Telmatobius ceiorum
- Conservation status: Critically Endangered (IUCN 3.1)

Scientific classification
- Kingdom: Animalia
- Phylum: Chordata
- Class: Amphibia
- Order: Anura
- Family: Telmatobiidae
- Genus: Telmatobius
- Species: T. ceiorum
- Binomial name: Telmatobius ceiorum Laurent, 1970 "1969"

= Telmatobius ceiorum =

- Authority: Laurent, 1970 "1969"
- Conservation status: CR

Species of frog

Telmatobius ceiorum or Catamarca water frog is a species of frog in the family Telmatobiidae, and which is endemic to Argentina.

==Habitat==
This frog is classified as aquatic but may not spend as much time in the water as other aquatic frogs in Telmatobius. It lives in streams in montane cloud forests. Scientists know it from the east side of Cumbres Calchaquíes and Nevados del Aconquija, between 1500 and 2200 meters above sea level.

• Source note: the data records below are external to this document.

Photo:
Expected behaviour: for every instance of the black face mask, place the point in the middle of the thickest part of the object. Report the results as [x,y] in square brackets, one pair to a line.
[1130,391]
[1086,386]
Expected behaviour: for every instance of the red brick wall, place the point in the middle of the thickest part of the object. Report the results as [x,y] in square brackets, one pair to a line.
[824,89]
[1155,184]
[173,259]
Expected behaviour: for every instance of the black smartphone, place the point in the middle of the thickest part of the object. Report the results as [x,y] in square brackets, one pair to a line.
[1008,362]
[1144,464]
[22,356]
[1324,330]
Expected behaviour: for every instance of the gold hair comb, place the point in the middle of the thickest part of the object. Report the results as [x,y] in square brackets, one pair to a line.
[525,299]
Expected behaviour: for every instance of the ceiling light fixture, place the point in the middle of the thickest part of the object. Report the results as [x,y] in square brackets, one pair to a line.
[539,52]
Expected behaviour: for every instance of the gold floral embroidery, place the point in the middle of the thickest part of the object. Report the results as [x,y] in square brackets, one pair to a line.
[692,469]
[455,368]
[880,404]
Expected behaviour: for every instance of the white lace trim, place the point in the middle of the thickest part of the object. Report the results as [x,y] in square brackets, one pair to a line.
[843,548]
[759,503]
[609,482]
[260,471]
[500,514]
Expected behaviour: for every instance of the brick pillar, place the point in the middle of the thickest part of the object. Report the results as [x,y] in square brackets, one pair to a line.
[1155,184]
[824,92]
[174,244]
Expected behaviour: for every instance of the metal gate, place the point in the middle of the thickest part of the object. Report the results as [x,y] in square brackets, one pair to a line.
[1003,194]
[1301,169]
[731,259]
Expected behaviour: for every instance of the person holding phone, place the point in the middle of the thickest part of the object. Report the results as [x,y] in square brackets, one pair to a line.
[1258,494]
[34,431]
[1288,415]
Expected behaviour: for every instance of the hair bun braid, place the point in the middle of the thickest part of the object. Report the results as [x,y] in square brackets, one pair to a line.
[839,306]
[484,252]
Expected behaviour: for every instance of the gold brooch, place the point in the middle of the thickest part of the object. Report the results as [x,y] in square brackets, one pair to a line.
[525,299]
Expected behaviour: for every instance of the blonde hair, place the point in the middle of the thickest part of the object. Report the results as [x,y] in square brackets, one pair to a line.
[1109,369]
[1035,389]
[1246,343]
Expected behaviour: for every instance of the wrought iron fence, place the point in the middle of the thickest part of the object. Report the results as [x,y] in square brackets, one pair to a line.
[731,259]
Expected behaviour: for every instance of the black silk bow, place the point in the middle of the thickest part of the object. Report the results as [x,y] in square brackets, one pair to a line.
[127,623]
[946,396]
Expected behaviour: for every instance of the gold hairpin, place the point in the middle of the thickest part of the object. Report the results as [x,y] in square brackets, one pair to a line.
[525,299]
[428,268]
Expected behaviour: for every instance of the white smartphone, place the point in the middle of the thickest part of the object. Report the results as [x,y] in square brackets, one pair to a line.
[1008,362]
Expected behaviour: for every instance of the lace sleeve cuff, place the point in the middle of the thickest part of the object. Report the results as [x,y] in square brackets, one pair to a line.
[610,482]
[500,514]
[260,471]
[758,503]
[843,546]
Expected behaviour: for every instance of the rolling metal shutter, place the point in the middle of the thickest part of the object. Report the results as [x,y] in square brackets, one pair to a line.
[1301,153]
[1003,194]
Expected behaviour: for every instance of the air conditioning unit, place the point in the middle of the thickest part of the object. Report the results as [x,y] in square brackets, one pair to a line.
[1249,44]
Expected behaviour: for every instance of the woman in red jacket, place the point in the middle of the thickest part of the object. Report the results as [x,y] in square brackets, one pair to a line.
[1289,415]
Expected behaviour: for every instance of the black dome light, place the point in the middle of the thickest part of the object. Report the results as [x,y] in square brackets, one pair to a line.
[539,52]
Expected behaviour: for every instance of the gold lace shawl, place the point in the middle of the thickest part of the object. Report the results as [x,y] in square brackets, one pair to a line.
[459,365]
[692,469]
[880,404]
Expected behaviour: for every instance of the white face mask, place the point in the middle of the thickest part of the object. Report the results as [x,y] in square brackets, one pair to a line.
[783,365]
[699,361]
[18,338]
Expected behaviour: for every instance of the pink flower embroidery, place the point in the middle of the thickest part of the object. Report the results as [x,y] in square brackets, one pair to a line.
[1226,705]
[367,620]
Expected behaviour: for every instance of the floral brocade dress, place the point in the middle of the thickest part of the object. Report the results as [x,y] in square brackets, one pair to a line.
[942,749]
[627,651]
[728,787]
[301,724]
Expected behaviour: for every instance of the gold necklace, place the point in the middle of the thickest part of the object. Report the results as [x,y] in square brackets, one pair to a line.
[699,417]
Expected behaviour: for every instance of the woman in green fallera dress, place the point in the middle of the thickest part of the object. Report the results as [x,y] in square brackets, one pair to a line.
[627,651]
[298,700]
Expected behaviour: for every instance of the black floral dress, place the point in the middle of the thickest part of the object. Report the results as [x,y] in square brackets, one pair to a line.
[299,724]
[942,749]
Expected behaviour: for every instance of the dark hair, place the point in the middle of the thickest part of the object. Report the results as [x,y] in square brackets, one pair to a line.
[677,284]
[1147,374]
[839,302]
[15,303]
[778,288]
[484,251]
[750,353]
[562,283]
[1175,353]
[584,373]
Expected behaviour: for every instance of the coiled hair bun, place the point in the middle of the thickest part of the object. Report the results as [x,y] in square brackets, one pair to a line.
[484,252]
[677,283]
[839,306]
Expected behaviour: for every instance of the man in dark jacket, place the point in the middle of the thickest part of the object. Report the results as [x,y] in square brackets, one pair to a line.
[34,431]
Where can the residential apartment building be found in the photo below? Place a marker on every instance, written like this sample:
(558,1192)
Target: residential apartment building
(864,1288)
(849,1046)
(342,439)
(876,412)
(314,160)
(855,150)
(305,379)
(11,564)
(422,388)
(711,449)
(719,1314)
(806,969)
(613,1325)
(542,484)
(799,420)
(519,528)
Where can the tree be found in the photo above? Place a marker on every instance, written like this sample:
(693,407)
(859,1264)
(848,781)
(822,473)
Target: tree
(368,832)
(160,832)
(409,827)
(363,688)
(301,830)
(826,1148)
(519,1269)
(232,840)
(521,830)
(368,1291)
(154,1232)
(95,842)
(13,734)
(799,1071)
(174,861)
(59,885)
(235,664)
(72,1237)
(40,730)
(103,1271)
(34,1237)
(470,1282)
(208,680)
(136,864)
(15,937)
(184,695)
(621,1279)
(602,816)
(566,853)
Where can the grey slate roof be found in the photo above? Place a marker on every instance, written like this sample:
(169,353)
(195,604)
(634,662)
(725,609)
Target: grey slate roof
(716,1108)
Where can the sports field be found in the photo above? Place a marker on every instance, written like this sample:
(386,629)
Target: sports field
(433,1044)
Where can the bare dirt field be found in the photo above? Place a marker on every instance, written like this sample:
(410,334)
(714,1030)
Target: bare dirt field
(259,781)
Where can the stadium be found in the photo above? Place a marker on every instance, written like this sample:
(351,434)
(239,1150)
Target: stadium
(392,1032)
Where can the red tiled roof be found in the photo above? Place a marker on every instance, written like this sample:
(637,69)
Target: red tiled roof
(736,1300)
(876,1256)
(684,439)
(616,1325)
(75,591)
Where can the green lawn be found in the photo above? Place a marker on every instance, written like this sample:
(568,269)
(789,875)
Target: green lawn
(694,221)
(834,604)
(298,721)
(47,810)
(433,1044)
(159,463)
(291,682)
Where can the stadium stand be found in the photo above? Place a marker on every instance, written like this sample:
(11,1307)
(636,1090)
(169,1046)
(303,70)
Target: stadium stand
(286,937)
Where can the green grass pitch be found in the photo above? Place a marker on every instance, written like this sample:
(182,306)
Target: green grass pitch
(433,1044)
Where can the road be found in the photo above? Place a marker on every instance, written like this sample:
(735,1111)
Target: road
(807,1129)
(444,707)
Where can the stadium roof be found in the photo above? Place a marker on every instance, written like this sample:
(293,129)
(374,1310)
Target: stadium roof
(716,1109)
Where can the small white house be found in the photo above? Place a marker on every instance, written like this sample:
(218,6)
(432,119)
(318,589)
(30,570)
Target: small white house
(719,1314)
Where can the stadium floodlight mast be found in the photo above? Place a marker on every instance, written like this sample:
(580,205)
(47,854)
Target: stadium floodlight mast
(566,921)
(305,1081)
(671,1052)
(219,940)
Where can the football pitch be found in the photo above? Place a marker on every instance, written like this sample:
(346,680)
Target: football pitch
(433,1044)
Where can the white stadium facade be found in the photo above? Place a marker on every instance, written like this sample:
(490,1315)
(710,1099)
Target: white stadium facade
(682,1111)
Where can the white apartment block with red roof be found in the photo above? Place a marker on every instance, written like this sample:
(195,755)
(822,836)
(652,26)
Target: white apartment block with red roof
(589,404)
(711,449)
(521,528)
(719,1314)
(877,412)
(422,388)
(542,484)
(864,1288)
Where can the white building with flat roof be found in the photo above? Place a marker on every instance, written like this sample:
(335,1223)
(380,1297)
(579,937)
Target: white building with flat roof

This frog is known in one protected place, Parque Nacional Los Alisos.

==Young==
This frog breeds in streams.

==Threats==
The IUCN classifies this frog as critically endangered. The principal threat is predation from introduced fish, such as trout. Pollution from mines and livestock and habitat loss associated with logging and human-induced changes in waterways also pose significant threats. Scientists believe the fungus Batrachochytrium dendrobatidis and the disease chytridiomycosis could also kill this frog.